Google has been testing programmat­ic ad technology for billboards since at least 2015. The technology is currently restricted mainly to web ads: because Google, Facebook and others are able to track users’ browsing behaviour, they are better able to target publicity at them.

Because of Google’s dominant position in mobile operating systems — Android runs on three-quarters of all the phones in Europe — it is also able to track users’ locations. Privacy concerns mean it’s unlikely to be able to target out-of-home ads at individual­s, but it can pull demographi­c data on what kinds of people are in a given place at a given time.

Using cellular data for advertisin­g hoardings isn’t new: Carriers such as BT Group already sell data to advertiser­s, while it’s estimated that automation of digital-billboard purchasing could boost earnings at JCDecaux by as much as 66pc.

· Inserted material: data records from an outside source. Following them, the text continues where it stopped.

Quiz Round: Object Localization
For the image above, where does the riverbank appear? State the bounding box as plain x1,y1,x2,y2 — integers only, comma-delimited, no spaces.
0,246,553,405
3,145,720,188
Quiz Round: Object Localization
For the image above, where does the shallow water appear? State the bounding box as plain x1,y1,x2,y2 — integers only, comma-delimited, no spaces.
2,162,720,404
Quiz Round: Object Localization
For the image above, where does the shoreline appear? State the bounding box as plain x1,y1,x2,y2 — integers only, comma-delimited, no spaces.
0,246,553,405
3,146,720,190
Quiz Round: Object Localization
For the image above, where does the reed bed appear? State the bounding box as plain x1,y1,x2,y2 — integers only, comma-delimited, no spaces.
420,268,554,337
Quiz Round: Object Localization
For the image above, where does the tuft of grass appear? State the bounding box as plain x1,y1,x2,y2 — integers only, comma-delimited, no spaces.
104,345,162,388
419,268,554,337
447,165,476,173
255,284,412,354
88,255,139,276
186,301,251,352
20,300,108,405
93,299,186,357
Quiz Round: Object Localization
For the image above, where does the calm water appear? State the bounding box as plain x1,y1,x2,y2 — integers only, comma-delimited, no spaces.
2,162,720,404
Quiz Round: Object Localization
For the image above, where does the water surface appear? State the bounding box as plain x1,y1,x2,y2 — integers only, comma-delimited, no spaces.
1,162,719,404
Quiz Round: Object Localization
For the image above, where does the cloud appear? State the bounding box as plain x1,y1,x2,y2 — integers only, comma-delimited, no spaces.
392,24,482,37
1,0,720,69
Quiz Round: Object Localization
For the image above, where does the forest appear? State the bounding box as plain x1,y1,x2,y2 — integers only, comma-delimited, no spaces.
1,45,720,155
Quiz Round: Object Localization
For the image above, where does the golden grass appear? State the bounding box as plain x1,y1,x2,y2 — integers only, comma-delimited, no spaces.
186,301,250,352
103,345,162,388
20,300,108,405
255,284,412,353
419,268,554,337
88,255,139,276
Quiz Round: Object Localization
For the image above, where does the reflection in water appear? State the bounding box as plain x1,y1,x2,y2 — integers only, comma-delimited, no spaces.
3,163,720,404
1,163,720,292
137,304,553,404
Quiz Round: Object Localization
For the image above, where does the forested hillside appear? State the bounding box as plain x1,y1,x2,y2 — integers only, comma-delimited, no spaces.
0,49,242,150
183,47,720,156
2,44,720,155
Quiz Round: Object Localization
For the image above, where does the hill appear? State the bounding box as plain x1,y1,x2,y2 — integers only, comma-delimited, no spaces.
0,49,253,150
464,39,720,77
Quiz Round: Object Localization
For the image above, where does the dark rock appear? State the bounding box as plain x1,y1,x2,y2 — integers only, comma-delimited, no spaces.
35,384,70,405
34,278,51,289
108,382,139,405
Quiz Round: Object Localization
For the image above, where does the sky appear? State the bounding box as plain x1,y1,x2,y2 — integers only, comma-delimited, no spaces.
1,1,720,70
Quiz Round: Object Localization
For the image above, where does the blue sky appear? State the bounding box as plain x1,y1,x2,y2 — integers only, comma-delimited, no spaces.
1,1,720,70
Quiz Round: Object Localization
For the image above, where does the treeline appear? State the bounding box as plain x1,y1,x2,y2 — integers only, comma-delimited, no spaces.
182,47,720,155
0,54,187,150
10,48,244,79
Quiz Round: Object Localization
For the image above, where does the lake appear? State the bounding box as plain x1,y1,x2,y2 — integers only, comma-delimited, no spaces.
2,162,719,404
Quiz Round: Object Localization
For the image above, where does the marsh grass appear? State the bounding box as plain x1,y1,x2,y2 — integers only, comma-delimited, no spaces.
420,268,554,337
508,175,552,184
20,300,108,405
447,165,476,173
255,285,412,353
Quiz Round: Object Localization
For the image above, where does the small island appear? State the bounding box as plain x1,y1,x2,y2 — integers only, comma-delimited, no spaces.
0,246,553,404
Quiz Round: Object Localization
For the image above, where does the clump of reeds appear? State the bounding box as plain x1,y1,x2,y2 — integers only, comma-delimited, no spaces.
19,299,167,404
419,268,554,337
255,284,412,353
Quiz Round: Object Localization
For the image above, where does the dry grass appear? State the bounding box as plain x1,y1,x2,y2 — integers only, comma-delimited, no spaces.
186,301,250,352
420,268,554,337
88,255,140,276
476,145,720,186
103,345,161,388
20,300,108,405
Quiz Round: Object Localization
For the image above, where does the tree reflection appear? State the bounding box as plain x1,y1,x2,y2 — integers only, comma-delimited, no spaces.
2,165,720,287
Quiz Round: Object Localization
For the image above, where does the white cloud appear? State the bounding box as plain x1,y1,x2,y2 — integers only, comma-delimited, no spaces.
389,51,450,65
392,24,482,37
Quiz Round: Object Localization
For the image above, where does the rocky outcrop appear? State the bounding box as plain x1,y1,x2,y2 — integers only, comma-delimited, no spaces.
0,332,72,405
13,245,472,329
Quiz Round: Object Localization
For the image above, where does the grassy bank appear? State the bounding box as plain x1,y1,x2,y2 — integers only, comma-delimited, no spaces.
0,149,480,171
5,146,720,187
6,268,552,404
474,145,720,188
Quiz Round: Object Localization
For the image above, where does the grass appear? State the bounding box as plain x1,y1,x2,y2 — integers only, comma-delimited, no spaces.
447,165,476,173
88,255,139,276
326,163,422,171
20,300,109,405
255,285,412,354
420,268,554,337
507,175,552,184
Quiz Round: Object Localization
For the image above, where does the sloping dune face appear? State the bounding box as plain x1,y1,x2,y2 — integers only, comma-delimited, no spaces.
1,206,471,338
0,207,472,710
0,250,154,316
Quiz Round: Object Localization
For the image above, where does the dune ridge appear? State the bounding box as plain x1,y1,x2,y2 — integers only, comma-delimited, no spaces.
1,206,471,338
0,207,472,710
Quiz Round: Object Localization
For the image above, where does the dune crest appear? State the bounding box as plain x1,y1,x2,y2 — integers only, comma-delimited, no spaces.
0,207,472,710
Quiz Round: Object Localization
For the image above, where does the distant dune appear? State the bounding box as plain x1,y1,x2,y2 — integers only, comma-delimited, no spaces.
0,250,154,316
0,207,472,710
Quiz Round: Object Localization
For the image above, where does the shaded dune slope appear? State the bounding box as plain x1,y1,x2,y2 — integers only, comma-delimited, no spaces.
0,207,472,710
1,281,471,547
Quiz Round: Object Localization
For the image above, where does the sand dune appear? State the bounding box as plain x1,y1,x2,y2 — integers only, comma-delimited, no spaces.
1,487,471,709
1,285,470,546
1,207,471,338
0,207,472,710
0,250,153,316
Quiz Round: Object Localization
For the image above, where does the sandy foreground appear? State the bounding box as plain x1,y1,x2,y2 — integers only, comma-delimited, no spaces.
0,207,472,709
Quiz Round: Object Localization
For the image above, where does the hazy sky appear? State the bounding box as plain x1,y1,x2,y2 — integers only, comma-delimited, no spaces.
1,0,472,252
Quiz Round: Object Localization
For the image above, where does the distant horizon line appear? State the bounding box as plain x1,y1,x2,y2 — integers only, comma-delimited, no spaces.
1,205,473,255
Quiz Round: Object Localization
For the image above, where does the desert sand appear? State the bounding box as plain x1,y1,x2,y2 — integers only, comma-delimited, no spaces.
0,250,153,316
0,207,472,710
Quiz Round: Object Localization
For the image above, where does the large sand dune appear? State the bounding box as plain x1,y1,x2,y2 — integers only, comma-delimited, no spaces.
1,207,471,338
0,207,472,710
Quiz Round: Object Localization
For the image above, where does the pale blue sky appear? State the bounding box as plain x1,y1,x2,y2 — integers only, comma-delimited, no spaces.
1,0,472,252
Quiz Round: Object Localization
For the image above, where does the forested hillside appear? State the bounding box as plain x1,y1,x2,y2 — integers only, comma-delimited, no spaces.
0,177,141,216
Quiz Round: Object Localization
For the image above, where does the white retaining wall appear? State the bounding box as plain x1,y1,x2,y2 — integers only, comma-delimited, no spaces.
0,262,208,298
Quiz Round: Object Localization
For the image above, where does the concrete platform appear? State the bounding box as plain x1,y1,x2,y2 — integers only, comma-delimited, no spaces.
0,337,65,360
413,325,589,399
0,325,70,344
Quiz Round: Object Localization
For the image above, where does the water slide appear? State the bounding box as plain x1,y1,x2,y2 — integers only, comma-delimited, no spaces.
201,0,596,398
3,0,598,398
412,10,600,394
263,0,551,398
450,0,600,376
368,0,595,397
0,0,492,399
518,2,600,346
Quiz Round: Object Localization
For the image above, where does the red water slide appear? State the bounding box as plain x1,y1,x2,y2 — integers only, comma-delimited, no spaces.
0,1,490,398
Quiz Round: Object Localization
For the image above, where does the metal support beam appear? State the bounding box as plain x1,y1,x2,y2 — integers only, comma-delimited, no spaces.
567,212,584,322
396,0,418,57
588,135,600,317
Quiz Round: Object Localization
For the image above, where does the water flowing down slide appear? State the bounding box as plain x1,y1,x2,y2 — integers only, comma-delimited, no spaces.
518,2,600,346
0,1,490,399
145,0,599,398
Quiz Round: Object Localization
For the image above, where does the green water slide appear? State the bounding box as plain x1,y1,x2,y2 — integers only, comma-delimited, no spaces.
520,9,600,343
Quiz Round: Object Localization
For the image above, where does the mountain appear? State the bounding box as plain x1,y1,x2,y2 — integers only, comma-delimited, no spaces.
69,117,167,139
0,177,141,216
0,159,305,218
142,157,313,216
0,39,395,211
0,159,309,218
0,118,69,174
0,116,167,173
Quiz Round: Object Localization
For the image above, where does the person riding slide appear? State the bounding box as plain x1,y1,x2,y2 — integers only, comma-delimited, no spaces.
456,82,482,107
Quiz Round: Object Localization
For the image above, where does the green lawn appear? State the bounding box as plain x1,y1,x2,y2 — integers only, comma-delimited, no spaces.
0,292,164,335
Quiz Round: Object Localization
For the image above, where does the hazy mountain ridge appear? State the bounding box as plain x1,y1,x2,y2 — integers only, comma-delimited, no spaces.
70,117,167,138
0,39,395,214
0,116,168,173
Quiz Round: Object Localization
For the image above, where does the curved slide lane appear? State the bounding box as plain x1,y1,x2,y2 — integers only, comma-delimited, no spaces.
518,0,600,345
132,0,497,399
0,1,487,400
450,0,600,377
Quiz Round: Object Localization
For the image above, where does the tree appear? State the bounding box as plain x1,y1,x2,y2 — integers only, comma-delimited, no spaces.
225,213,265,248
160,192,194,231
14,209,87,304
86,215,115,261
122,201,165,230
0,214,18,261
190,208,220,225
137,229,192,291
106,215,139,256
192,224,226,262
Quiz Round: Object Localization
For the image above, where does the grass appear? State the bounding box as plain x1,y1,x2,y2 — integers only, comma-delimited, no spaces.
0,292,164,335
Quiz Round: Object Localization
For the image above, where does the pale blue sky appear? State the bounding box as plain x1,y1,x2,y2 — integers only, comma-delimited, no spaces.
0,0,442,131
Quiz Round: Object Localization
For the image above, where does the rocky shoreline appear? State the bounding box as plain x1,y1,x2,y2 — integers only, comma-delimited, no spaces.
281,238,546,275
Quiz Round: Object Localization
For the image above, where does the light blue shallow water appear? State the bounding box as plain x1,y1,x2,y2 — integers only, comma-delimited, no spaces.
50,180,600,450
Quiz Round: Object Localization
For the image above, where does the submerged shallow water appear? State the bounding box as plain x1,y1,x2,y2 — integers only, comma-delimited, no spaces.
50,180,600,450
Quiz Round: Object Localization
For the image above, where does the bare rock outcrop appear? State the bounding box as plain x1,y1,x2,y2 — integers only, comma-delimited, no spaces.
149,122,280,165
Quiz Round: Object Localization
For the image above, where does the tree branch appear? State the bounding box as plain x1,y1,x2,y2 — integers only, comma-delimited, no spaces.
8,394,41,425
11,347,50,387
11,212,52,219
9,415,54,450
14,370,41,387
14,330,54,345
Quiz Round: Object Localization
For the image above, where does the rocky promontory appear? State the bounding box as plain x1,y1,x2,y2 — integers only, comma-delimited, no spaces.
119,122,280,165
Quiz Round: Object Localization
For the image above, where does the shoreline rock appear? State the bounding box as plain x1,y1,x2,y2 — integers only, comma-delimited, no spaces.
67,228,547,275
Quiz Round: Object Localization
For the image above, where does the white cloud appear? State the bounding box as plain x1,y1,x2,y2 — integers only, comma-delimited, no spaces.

Digital outdoor ad spending is growing at 15pc annually, and will overtake traditiona­l outdoor outlays by 2020, according to PwC. But Google is the 800-pound gorilla that’s not yet in the room. It would give it another major edge over Facebook.

Many lucrative locations are already on long-term leases but one option could see Google bidding for future control for Transport for London billboards operated by Exterion Media.

It’s not quite 1984, but George Orwell would surely be taking notice.